One of the album's most fabulous moments arrives in kinship: two weeks ago, Fit For A King released the single, Times Like This, with Jonathan Vigil from The Ghost Inside. "Initially, we just thought his voice would sound great on the song," Kirby starts; he underestimated the impact shared trauma would have on him. "I can't think of a better person that has dealt with the amount of trauma they dealt with because of the bus accident. For them to tour again, you have to overcome so much trauma to get on a bus after that. 

"I can't think of a better vocalist to be on an album about problems than somebody who literally overcame a near-death experience, faced the trauma, and is now back on stage playing shows again. That is incredible. I've liked The Ghost Inside forever - not to make them sound old, but I was listening to them in eighth grade and ninth grade!"

Now, Kirby doesn't see bands formed by eighth and ninth-grade kids. "That's the biggest bummer for me; that bands of teenagers are at 1% of what they used to be," he says, recalling the time when The Devil Wears Para, Miss May I, and Attack! Attack! blew up as teenagers. "I'm worried that we'll get to a point where - I mean, you already see this - all the same bands tour together all the time. 

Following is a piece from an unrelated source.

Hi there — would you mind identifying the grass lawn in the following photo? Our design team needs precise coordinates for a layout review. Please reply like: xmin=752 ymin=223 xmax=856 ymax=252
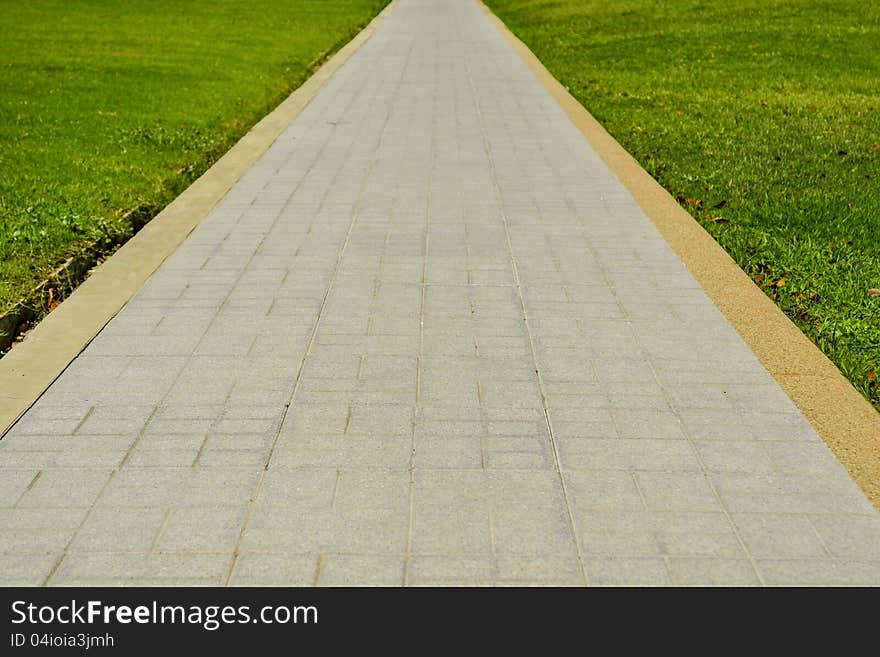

"There are bright spots in music; Lorna Shore and Knocked Loose are huge, and the music is incredible. But I do want to see more young people making music again - teenagers make such great music because they don't have bills to worry about and shit," he laughs. Kirby misses the MySpace era of music sharing and fostering community. In saying that, he's immensely proud of how far Fit For A King have come and that The Hell We Create raises awareness of tragedy, fighting for others, and finding hope.

The Hell We Create is out now on Solid State Records.